Ce grand tableau, que Courbet présente au salon de 1853 avec Les lutteurs (Budapest, Szépmüvészeti muzeum) et La fileuse endormie, reprend le thème classique des baigneuses mais d’une manière si personnelle et provocatrice qu’il lui valut un scandale sans précédent.
En effet la baigneuse, qui a toujours représenté en peinture l’idéal féminin (Diane, Vénus ou Suzanne), est figurée par Courbet en bourgeoise plantureuse, les pieds sales, les bas avachis, sans fards.

Par ailleurs, la monumentalité du format, jusque-là réservée aux genres nobles, peinture d’histoire ou religieuse, en accentue l’aspect provocateur. La gestuelle affectée se révèle elle-même ambiguë, faisant dire à Delacroix : « la vulgarité des formes ne serait rien, c’est la vulgarité et l’inutilité de la pensée qui sont abominables... ».

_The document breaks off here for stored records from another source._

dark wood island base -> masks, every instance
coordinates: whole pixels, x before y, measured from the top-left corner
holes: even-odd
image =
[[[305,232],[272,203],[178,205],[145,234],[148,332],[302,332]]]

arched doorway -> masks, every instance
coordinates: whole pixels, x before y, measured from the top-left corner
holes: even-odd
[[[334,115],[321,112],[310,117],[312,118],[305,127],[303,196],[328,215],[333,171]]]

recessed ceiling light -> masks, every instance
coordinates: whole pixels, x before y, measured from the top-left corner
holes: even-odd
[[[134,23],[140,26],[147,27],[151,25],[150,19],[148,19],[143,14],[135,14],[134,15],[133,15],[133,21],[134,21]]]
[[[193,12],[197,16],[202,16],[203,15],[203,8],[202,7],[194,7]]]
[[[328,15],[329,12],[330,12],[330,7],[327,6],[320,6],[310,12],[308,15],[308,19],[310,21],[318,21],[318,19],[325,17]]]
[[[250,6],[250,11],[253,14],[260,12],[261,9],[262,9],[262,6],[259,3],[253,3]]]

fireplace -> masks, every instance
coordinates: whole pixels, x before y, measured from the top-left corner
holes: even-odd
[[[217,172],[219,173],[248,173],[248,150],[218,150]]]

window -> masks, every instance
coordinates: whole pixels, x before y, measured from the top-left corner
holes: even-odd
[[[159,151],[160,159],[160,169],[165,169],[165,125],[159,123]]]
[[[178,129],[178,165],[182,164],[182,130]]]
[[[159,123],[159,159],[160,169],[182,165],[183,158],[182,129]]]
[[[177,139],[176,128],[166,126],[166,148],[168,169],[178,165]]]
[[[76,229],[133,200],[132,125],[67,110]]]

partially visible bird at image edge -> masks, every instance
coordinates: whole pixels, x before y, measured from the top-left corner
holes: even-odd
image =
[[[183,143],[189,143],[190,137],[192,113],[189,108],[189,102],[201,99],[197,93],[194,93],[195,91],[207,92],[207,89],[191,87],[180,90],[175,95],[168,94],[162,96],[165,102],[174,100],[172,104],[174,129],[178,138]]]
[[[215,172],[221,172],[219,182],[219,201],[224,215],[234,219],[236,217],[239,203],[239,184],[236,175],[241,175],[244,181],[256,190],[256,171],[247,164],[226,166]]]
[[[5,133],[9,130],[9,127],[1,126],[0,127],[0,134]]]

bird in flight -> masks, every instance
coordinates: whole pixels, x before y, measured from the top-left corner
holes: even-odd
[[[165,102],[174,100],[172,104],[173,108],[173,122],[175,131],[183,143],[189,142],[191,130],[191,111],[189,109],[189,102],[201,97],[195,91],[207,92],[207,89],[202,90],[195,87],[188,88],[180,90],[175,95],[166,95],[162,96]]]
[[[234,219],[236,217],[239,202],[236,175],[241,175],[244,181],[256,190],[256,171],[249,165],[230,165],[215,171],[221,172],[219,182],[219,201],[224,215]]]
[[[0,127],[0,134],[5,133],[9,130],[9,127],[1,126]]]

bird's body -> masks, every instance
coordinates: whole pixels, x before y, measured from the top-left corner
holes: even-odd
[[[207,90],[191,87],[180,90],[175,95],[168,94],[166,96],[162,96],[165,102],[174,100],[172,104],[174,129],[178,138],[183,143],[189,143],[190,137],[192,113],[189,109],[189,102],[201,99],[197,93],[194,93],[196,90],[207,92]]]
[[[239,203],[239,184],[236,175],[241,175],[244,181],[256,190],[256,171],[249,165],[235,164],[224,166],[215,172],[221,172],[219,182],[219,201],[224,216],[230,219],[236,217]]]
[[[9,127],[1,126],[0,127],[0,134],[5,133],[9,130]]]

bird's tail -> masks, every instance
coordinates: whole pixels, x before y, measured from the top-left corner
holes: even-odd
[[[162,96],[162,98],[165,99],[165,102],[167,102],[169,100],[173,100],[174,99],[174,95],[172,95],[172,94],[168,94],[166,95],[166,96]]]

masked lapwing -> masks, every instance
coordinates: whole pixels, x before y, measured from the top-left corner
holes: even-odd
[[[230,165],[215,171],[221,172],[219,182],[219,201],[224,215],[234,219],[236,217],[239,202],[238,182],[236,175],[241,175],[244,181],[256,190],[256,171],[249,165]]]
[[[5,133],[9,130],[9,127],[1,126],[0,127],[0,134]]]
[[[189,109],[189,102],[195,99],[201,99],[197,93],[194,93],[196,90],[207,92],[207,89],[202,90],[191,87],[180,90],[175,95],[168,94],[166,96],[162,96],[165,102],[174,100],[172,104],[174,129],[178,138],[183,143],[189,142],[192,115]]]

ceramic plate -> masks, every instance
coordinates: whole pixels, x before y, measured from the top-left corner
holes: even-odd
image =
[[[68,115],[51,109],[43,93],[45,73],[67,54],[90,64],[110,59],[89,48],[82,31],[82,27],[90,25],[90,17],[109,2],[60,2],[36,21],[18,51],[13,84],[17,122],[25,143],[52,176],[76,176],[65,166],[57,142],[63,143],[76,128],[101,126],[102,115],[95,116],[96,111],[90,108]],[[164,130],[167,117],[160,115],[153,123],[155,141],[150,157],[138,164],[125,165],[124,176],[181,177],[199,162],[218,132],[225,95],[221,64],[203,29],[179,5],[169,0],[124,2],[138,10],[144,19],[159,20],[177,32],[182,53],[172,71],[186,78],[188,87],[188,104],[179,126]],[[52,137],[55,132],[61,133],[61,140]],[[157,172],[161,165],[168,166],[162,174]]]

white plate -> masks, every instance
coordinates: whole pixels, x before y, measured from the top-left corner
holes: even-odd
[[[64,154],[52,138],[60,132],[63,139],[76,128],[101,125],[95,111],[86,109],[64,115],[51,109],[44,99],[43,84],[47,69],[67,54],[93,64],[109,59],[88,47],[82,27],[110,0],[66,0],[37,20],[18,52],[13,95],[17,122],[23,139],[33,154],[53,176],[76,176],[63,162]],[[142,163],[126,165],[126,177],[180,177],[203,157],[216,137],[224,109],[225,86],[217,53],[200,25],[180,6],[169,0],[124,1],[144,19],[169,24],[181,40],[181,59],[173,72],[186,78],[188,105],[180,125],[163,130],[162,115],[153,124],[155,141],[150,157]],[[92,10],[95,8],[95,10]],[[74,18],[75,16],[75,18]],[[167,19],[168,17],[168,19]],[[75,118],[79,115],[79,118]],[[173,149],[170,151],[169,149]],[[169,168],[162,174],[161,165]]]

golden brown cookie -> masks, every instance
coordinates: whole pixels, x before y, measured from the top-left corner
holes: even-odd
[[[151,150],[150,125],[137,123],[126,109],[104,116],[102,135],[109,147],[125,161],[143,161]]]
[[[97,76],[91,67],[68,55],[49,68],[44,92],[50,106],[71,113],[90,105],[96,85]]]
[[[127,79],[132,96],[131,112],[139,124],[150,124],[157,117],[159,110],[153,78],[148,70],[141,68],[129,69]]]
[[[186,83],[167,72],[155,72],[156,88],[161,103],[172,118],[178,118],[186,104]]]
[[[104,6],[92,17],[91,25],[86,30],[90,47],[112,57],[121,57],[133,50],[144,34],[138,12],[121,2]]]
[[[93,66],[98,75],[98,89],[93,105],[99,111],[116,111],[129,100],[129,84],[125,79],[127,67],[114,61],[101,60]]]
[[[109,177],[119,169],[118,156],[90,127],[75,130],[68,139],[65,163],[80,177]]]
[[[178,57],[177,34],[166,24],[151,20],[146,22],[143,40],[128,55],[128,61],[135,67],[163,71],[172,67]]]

En dépit de toutes ces critiques, Alfred Bruyas, avide de modernité, se fit un devoir d’acquérir ce tableau manifeste : « Voici l’art libre, cette toile m’appartient » aurait-il dit. Ce fut à cette occasion qu’il rencontra Courbet et que se noua l’amitié si féconde entre l’artiste et le mécène montpelliérain.

Les Baigneuses, 1853
Huile sur toile, 227 cm × 193 cm
868.1.19
Au-delà du scandale, les motivations de Courbet laissent encore place aux interprétations. Lui-même disait : « le tableau des Baigneuses représente une phase curieuse de ma vie, c’est l’ironie ».